Né en 1831 dans une famille bretonne très pauvre Charles Letourneau rêvait d’aller exercer à Paris. Dans un premier temps, « sans fortune et marié à une cousine pauvre », il n’y parvint point. Toutefois un héritage inespéré le tira d’embarras. Ceci ne le réconcilia toutefois pas avec une civilisation moderne qu’il accusait d’être « de plus en plus une civilisation mercantile, où position sociale, droit à une profession, genre de vie, mariage, même la durée de l’existence, tout en un mot est question d’argent. »
Républicain et socialiste (Franc-maçon il allait fonder la loge « le Matérialisme scientifique »), profondément influencé par le fouriérisme, ouvert au féminisme, il resta à son poste durant la Commune de Paris. Par arrêté du délégué au ministère de la guerre, le docteur Letourneau fut nommé, le 27 avril 1871, chirurgien major du 71e bataillon de la Garde nationale (J.O. Commune, 28 avril), puis, le 18 mai, chirurgien principal d’état-major à l’École militaire (J.O. Commune, 20 mai). Au lendemain de la Semaine sanglante, il fut contraint de s’exiler en Italie. Il s’installa à Florence de 1872 à 1878.
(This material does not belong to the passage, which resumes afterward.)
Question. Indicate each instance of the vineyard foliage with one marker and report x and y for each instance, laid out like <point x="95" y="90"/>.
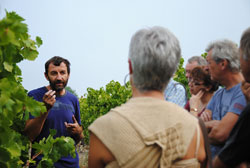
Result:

De retour en France après l’amnistie, il donna des cours à l’école d’Anthropologie de Paris. Parmi ses élèves figurait la toute jeune Madeleine Pelletier, qu’il prit sous sa protection (il lui fit obtenir une bourse d’étude lorsqu’elle se retrouva sans ressources) et guida dans ses lectures, lui faisant notamment découvrir Le Capital de Marx.
Charles Letourneau est l’auteur d’un ouvrage sur La Condition de la femme dans les diverses races et civilisations, paru en 1903.

Pour citer cet article :
http://maitron-en-ligne.univ-paris1.fr/spip.php?article64480, notice LETOURNEAU Charles, version mise en ligne le 26 juillet 2009, dernière modification le 14 janvier 2018.

SOURCE : Charles Sowerwine, Claude Maignien, Madeleine Pelletier, une féministe dans l’arène politique, Paris, L’Atelier, 1992. — Etat civil. — Notes de M. Cordillot.